Por Fabiana Monte, da Computerworld
ATUALIZADA ÀS 19H30MIN
O grupo francês Vivendi surpreendeu o mercado e anunciou a aquisição de 37,9% da GVT, nesta sexta-feira (13/11), da GVT. A Vivendi pagou 56 reais por ação e tem opção de compra incondicional de outros 19,6% da GVT. Com isso, a operadora francesa passa a deter 57,5% da GVT.
O valor total do negócio é de cerca de 7,2 bilhões de reais. O preço por ação é 33% superior aos 42 reais por ação inicialmente oferecidos pela Vivendi. A aquisição foi fechada com os acionistas fundadores e controladores da operadora brasileira, conforme informa comunicado da Vivendi divulgado no mercado francês.

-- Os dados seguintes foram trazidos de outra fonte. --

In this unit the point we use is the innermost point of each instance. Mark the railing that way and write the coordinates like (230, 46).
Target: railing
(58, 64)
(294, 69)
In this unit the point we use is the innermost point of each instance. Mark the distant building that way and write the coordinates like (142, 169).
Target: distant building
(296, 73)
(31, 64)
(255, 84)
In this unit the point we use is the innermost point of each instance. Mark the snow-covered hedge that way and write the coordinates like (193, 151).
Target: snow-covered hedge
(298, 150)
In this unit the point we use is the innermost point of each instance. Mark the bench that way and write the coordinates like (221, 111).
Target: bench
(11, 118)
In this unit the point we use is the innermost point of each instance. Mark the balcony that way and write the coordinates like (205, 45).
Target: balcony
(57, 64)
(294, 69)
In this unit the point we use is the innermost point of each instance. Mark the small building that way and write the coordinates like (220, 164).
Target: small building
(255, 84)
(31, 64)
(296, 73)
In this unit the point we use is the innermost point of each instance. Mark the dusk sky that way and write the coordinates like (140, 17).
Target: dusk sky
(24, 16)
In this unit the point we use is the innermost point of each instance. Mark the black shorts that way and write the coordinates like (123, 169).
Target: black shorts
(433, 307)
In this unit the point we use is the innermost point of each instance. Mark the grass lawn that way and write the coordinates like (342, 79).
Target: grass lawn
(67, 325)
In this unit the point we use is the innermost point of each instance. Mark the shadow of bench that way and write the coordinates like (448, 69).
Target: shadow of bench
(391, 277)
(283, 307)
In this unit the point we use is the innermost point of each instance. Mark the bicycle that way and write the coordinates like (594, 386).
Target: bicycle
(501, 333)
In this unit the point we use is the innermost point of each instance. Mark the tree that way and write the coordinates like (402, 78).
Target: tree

No texto, o CEO da Vivendi, Jean-Bernard Lévy, afirma que a oferta pela GVT reflete a qualidade excepcional do operador e suas equipes. Com as soluções e produtos inovadores em telefonia e internet, a GVT tem o melhor desempenho, entre operadores brasileiros, de banda larga larga, informa o documento.
Vivendi e Telefônica estavam interessadas na compra da GVT e vinham disputando a operadora nos últimos dois meses. Nesta quinta-feira (12/11), a Agência Nacional de Telecomunicações (Anatel) aprovou o pedido de anuência prévia para a mudança societária da GVT e abriu caminho para a realização do negócio. Na decisão, a Anatel estabeleceu condições para que a mudança do controle acionário da GVT apenas para uma possível compra pela Telefônica. Como a Vivendi é um grupo novo entrante no mercado nacional, o órgão regulador não impôs restrições.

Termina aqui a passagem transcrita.